"Ni de droite ni de gauche", des milliers de manifestants venus défendre "les Italiens qui ne tiennent même pas jusqu‘à la troisième semaine du mois", ont réclamé mercredi à Rome la fin de l’austérité et le départ du gouvernement de coalition d’Enrico Letta.
"Nous sommes venus en bus, pacifiquement, sans drapeaux politiques, l’unique que nous portons, c’est celui-ci", confie à l’AFP Massimo Colombani, 51 ans, drapeau italien sur les épaules. Il fait partie des "forconi" (fourches), mouvement hétéroclite regroupant commerçants, artisans, agriculteurs, travailleurs précaires ou étudiants.
Se disant "ni de droite, ni de gauche, ni des extrêmes", Massimo explique être venu de Viareggio (centre) pour soutenir les "sans emplois, les petits entrepreneurs, les jeunes sur-diplômés qui ne trouvent pas de travail ou sont contraints de travailler au noir parce qu’il n’y a rien d’autre".
"Ce gouvernement ne fait rien pour aider les PME qui sont pourtant le moteur de notre pays", explique à l’AFP un autre manifestant, qui confie anonymement avoir voté pour le mouvement Cinq Etoiles de l’ex-comique Beppe Grillo.
Pour cet entrepreneur de 41 ans, qui va devoir fermer son activité, une "fiscalité trop importante" et l’"inefficacité de l’Etat" sont les deux maux de l’Italie.
Son ami Adriano Sola, qui travaille dans le magasin de literie de ses parents à Caserte (sud), renchérit, exaspéré : "les gens n’arrivent même plus à la troisième semaine du mois ; quand on voit que certaines personnes – que nous n’avons même pas élues – gagnent 20 000 - 30 000 euros…".
Un peu plus tard, des militants du mouvement d’extrême droite Casa Pound descendent par la colline du Pincio pour rejoindre la manifestation, aux cris de "la lutte est dure mais nous n’avons pas peur".
La Place du peuple, où le rassemblement est organisé, est complètement bouclée, les camions de police fermant notamment les rues commerçantes du Babuino et du Corso.
Les autorités, redoutant des dérapages, ont mobilisé 2 000 membres des forces de l’ordre. Mais la participation s’avère plus bien plus faible que les 15 000 personnes attendues.
Cornes de brumes, fumigènes… Des sifflets sont distribués aux participants pour faire le maximum de bruit. De temps en temps, l’hymne italien est chanté à tue-tête, le poing brandi.
Alors que des militants crient "journalistes, terroristes !", une caméra de la Sette, une télévision privée, est endommagée, constate une journaliste de l’AFP.

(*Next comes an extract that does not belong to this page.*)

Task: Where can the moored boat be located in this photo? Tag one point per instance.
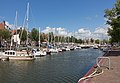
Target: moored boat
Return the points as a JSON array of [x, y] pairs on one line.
[[18, 55]]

Un homme politique s’avance. Un cercle se forme rapidement autour de lui, et des hommes menaçants, levant la main, lui crient : "Rentrez chez vous", "allez bosser", "vous n‘êtes que des politiciens de merde".
En marge de la visite d’un hôpital, le cardinal de Gênes – où le mouvement des "forconi" est très implanté – Angelo Bagnasco, président de la conférence des évêques, a estimé qu’il fallait "écouter le cri du douleur venu de la rue".
Le mouvement, qui réclame à la fois la démission collective du gouvernement, la baisse de la fiscalité et plus de souveraineté nationale, a entamé depuis une dizaine de jours une mobilisation qui a été plus forte au nord du pays et a été marquée par des incidents, en particulier à Turin.